Latest update November 21st, 2024 1:00 AM
Sep 30, 2017 Features / Columnists, Peeping Tom
Land ownership is a contentious issue in Guyana. A land court had to be established to deal with land disputes and ownership issues.
There is a hunger for land in Guyana. Farmers want land to plant. Some want to hold it to flip it over later at a super-high profit. The tax system is no discouragement to this form of skyscraper-styled speculation.
Land is also a class issue. Those with access to land, good lands, often are the ones who are economically superior. Guyana is not the exception in this regard. This is true in Guyana as it is elsewhere.
The government has appointed a Lands Commission to make proposals on how to settle land issues, including the thorny issue of African ancestral land. The present land commission is burdened with a mission impossible. It really will find itself in a quagmire over ancestral lands which were bought collectively; that is where no individual titles were given.
The commission, instead of solving problems, seems to be disturbing a hornet’s nest. Land claims which date back decades are being resurrected. One man turned up with a transport showing that his ancestors had purchased a village. That village might have to be renamed if a recommendation is made to hand it over to the man with the transport.
Another man turned up and claimed that thousands of acres of land were confiscated from him during the construction of a major irrigation system. The Commission is only required to take the complaints and to make recommendations on how land issues are to be resolved. The Commission itself will not resolve these issues. It will not take away peoples’ land; that has always been the job of high-handed government.
But because of the nature of land disputes in Guyana, this Commission is going to be damned if it does and damned for what it does not.

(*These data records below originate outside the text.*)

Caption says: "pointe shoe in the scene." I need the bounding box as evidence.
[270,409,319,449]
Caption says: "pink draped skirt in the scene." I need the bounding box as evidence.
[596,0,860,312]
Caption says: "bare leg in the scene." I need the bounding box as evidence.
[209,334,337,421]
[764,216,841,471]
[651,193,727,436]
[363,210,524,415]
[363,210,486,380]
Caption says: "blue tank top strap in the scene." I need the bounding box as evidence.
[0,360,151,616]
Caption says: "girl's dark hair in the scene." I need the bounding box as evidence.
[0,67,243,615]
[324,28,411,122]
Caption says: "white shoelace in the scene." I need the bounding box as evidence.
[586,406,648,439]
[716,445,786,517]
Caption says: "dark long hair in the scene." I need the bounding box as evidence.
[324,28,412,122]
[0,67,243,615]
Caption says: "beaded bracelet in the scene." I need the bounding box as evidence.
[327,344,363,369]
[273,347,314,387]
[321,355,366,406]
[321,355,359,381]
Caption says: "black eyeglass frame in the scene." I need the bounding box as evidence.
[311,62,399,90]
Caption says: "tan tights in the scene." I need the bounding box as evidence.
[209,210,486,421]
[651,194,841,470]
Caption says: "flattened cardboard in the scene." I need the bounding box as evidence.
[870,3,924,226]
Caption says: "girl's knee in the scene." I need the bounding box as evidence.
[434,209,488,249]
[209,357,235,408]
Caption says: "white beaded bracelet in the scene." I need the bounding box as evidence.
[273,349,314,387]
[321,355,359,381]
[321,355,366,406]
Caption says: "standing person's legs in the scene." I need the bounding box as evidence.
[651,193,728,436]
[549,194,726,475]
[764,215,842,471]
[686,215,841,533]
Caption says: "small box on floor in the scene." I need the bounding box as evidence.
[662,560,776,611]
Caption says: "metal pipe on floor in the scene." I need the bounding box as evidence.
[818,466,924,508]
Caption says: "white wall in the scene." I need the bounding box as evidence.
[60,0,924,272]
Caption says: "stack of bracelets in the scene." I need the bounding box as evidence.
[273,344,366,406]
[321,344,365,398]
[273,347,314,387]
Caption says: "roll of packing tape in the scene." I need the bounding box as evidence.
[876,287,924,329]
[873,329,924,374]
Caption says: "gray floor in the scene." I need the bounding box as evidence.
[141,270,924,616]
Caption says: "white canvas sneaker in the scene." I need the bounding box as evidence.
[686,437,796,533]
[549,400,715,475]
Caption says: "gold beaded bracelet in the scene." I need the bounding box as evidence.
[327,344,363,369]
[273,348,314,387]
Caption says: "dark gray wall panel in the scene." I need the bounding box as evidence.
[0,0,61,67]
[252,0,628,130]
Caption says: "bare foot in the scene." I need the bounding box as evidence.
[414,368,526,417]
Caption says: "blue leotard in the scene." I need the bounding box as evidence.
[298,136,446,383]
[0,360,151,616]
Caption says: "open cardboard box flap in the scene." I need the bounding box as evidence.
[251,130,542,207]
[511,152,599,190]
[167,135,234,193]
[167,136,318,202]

Those persons on the Commission should have had second thoughts about being on that commission.
The work of the commission will not change the profile of landownership in Guyana, It is only government which can do that and all governments –PNC and PPP – have been circumspect in placing lands in the hands of the poor, because the poor does not have the resources to work the land and they end up either leaving the land idle or leasing them to rich farmers.
We have to ask ourselves who owns the lands in this country? When the PPP/C first came into office, it claimed that it had inherited from the PNC a situation in which 70% of the lands in Guyana were owned by five per cent of the population. In other words, Burnham’s policy of land to the tiller was an empty promise. It was rhetoric. It was the PNC which created a powerful landed oligarchy in Guyana. It is back in power and it is doing so again.
It is now clear how much the situation that the PPP/C came and met has changed in the 23 years that the PPP/C was in office. What is clear is that prime lands have been given out. There are reports that waterfront lands are now hardly available on both the east and west banks of the Demerara and Berbice Rivers. So who got these lands and what are they doing with them?
This is why a Commission of Inquiry into land ownership is required to determine just how much the PPP/C transformed the ownership of lands. A COI is needed to investigate land ownership in Guyana to determine whether it is still concentrated in a small amount of persons, some of whom may have enough land already.
In Berbice there is a rumour that a private land owning family has intentions of selling their lands because their children and grandchildren are not interested in agriculture. The land holdings of this family are substantial and it is rumoured that the family is asking for one billion dollars for the land.
Now, can you imagine, in a poor country like Guyana, there are persons holding land worth this amount of money? It is inherently incredulous.
In the city, a few years ago, one businessman owned more than 120 properties, most of which were obtained through auctions by the court. Imagine, one person owning so many properties in the city.
There was a time when the city was zoned into commercial and residential areas. The latter would allow for a small man to aspire owning a property in the city. Right now it is impossible for a small man to even think about owning a property in the city. The rich people are buying up every available property and because of the high prices they are paying, they are forced to covert these properties into commercial lots.
So what is to become of poor people in this country if wealth continues to be consolidated in the hands of a few? A land commission to determine who got what and who owns what must be the basis for developing a policy to redistribute land in Guyana so that there is greater equality.